Depuis le début de la période hivernale, plusieurs terroristes ont été neutralisés par les unités de l’Armée populaire nationale (ANP). Deux importantes opérations ont eu lieu ces dernières semaines au nord du pays. La première s’est déroulée le 1er décembre dernier dans la wilaya (département) de Jijel, au cœur du massif forestier d’El Ancer (400 kilomètres à l’est d’Alger) lors d’un ratissage opéré par un détachement de la 5e région militaire.

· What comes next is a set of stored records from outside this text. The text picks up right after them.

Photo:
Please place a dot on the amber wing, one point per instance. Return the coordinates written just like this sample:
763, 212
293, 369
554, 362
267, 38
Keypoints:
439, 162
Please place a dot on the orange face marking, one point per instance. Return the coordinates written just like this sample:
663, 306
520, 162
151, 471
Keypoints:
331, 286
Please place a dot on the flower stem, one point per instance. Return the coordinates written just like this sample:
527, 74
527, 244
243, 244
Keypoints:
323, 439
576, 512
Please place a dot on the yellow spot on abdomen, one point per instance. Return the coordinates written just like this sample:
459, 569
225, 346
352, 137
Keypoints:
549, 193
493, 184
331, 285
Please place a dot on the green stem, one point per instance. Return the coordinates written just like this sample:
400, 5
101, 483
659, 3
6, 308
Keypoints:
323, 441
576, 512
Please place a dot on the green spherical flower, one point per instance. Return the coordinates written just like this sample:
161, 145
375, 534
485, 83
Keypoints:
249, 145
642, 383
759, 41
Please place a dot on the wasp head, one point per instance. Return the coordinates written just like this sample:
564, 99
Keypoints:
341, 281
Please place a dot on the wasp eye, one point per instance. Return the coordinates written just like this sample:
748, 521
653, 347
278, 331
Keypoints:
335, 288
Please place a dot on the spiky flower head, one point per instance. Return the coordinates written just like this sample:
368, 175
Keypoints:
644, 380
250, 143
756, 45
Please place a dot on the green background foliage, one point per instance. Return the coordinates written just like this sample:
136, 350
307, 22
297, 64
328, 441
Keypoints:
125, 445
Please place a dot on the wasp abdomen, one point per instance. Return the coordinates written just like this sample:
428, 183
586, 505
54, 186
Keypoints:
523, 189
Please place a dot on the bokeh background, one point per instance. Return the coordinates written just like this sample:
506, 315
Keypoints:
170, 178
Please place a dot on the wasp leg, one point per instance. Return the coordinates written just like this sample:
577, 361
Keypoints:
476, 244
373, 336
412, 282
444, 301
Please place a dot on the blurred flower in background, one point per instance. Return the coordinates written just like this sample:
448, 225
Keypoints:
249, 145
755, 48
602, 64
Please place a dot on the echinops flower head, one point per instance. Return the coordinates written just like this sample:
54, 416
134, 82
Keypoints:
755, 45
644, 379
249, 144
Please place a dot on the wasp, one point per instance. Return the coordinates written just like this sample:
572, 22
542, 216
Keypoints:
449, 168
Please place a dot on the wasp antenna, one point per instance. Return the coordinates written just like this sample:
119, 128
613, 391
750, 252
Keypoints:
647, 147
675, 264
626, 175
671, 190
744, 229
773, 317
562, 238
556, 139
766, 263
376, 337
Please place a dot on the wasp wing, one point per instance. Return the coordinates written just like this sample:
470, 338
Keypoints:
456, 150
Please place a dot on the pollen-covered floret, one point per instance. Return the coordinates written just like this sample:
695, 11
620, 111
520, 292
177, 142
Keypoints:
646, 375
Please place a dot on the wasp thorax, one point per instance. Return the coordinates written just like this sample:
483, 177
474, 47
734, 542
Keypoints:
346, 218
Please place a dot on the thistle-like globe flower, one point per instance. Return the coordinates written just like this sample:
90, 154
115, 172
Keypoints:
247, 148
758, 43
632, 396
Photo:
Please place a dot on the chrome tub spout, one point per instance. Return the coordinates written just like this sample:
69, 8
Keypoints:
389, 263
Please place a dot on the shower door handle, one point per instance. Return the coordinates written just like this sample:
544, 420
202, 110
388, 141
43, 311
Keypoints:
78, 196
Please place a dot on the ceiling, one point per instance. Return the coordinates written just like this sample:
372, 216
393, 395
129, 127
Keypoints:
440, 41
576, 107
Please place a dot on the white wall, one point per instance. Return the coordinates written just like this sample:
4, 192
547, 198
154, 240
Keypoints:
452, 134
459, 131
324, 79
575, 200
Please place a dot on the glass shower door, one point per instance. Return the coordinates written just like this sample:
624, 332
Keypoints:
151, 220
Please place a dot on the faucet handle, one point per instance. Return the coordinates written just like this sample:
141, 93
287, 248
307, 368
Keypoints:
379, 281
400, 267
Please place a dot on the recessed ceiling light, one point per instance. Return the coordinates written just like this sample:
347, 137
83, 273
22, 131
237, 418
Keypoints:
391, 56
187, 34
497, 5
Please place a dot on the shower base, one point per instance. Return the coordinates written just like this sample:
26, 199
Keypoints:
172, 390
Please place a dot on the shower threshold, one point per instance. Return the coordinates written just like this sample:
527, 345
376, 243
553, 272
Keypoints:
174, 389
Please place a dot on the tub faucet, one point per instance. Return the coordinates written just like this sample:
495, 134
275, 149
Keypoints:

L’intervention a conduit à l’élimination de trois djihadistes.

Résidus du GIA

L’identification de deux d’entre eux a confirmé que ce groupe était composé de responsables locaux d’Al Qaïda au Maghreb islamique (AQMI)*. Il s’agit de Madani Leslous dit Cheikh Assem abou Hayan, chef de la région orientale et responsable du comité d’exégèse de la charia, et d’Abdelmadjid Harrida dit Abou Moussa el Hassan, chargé de la propagande et de la communication. Les deux hommes ont pris les armes en 1994 et 1995, ce qui signifie qu’ils ont débuté dans les rangs du Groupe islamique armé (GIA), qui s’est transformé en Groupe salafiste pour la prédication et le combat (GSPC) avant de devenir AQMI*.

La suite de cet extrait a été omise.